After starting his performing career in the famed Footlights group at Cambridge University, he moved onto radio with I’m Sorry, I’ll Read That Again.

His break into TV came in 1967 in At Last The 1948 Show, where he starred alongside future Monty Python members John Cleese and Graham Chapman.

The comedian found worldwide fame as part of The Goodies, an anarchic TV comedy which ran from 1970 to 1982, alongside Graeme Garden and Bill Oddie.

The programme, set in a flat shared by the trio, drew audiences of millions of viewers in its heyday, making them household names in the UK, as well as Australia and New Zealand.

Often compared to groundbreaking post-war radio comedy The Goon Show, The Goodies, written and performed by the trio, was massively popular in its time.

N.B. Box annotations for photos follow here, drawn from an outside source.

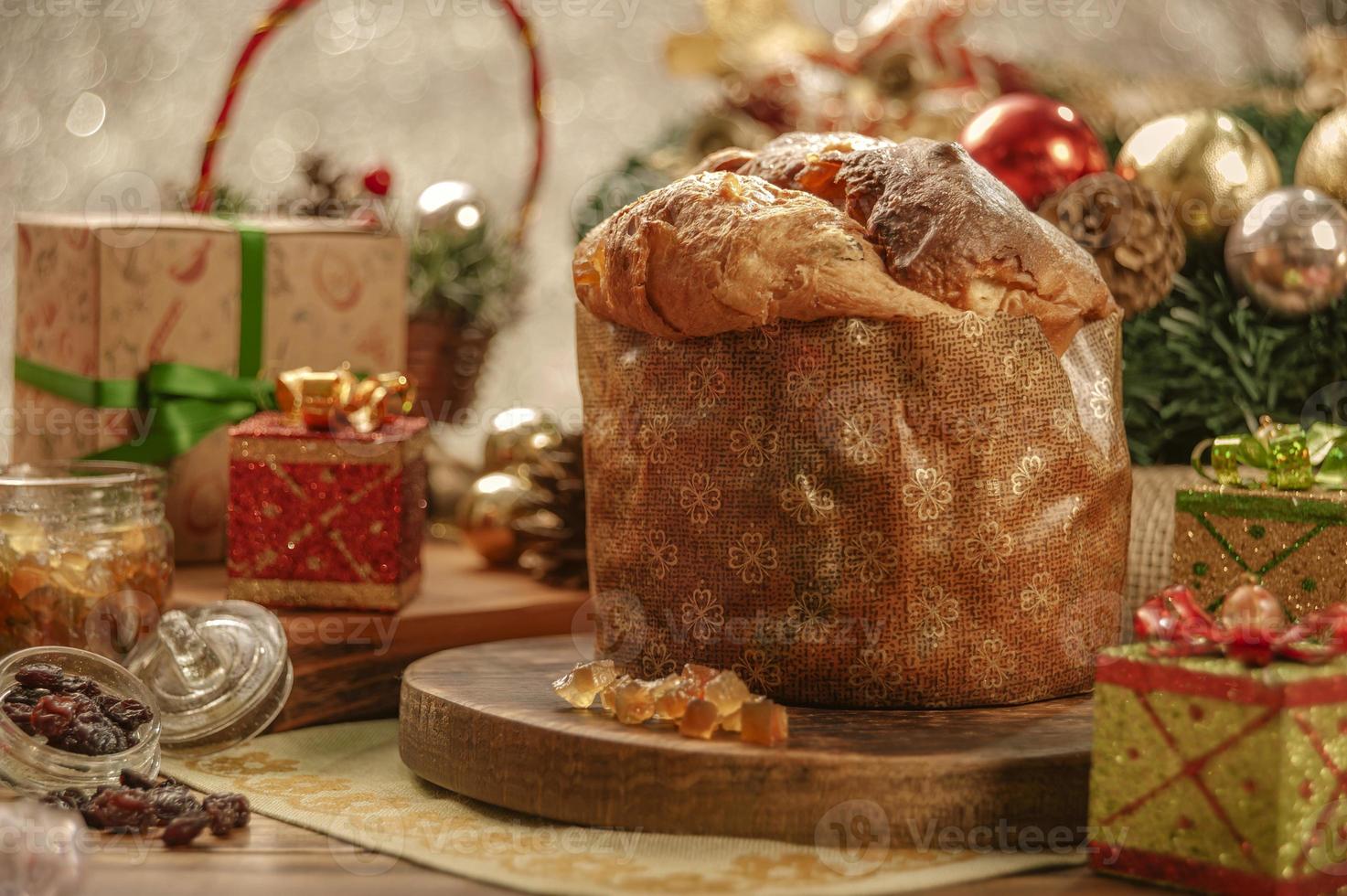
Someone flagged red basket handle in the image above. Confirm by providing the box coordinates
[191,0,547,242]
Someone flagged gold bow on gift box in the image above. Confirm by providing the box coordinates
[1192,416,1347,492]
[276,364,416,432]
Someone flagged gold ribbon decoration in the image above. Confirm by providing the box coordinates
[1192,416,1347,492]
[276,364,416,432]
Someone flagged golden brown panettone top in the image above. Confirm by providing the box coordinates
[572,171,954,339]
[737,131,894,205]
[573,133,1116,355]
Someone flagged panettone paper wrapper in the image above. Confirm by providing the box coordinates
[576,307,1131,708]
[1173,485,1347,618]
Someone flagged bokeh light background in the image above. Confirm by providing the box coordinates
[0,0,1325,450]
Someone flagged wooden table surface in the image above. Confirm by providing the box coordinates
[0,793,1159,896]
[0,547,1157,896]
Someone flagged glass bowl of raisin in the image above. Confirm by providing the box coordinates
[0,646,160,795]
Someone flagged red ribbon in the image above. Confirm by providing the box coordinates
[1133,585,1347,666]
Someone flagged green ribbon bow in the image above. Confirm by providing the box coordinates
[14,222,276,464]
[1192,416,1347,492]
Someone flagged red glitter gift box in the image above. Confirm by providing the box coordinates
[229,411,428,611]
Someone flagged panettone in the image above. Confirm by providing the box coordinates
[573,133,1131,708]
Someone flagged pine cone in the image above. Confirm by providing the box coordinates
[1039,173,1187,318]
[512,434,589,588]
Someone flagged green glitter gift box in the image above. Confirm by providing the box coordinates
[1173,485,1347,618]
[1090,644,1347,896]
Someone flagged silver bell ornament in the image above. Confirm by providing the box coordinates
[416,180,486,236]
[1225,187,1347,316]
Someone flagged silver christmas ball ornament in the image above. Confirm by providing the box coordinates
[1225,187,1347,316]
[416,180,486,236]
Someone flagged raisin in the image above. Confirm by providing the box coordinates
[14,663,66,691]
[51,717,129,756]
[42,790,85,811]
[28,694,97,740]
[0,703,37,736]
[55,674,102,697]
[99,694,155,731]
[0,663,155,749]
[122,768,157,790]
[150,787,200,825]
[82,787,157,831]
[200,794,251,837]
[163,813,210,846]
[4,688,51,706]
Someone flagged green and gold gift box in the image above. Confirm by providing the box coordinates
[1173,485,1347,618]
[1090,646,1347,896]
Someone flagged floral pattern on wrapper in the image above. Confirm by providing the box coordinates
[578,308,1131,708]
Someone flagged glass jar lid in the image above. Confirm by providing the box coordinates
[126,601,294,756]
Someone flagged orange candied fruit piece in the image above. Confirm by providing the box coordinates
[740,699,791,746]
[678,698,721,740]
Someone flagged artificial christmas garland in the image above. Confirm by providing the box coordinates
[575,23,1347,464]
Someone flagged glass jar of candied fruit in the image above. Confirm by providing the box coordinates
[0,461,173,659]
[0,646,160,795]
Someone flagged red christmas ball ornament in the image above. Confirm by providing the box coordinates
[365,165,393,196]
[959,93,1108,208]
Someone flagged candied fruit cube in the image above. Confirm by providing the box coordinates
[678,698,721,740]
[740,699,791,746]
[552,660,617,709]
[683,663,720,688]
[704,669,750,716]
[721,694,766,733]
[0,513,50,557]
[613,679,655,725]
[653,675,700,720]
[598,675,632,714]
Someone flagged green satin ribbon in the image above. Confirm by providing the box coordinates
[14,222,276,464]
[1192,418,1347,492]
[91,364,276,464]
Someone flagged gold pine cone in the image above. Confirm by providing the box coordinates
[1039,173,1187,318]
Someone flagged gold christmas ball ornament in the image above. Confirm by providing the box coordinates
[416,180,486,236]
[1296,106,1347,202]
[1039,171,1187,318]
[482,407,563,473]
[456,472,529,564]
[1117,109,1281,241]
[1225,187,1347,316]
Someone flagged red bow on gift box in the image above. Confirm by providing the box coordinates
[1133,585,1347,666]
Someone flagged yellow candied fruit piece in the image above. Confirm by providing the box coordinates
[740,699,791,746]
[653,675,701,720]
[613,679,655,725]
[678,699,721,740]
[0,513,50,557]
[704,669,752,716]
[683,663,721,688]
[598,675,632,714]
[721,694,766,733]
[552,660,617,709]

The show was a wild mixture of surreal sketches and sitcom, with the odd song and touch of satire thrown in.

Its wit appealed to adults, while its visual humour, such as a memorable episode that featured a giant kitten toppling the Post Office tower, drew in children.

The show’s songs, notably The Funky Gibbon, achieved chart success.

Brooke-Taylor also appeared on stage, in films such as 1971’s Willy Wonka And The Chocolate Factory and on other TV shows such as long-running ITV series Me And My Girl and Heartbeat.

He received an OBE in 2011 for services to entertainment, following in the footsteps of Oddie and Garden, even though The Goodies used to satirise the government’s readiness to hand out gongs in the 1960s.

Born in Buxton in 1940, he is survived by his wife Christine and sons Ben and Edward.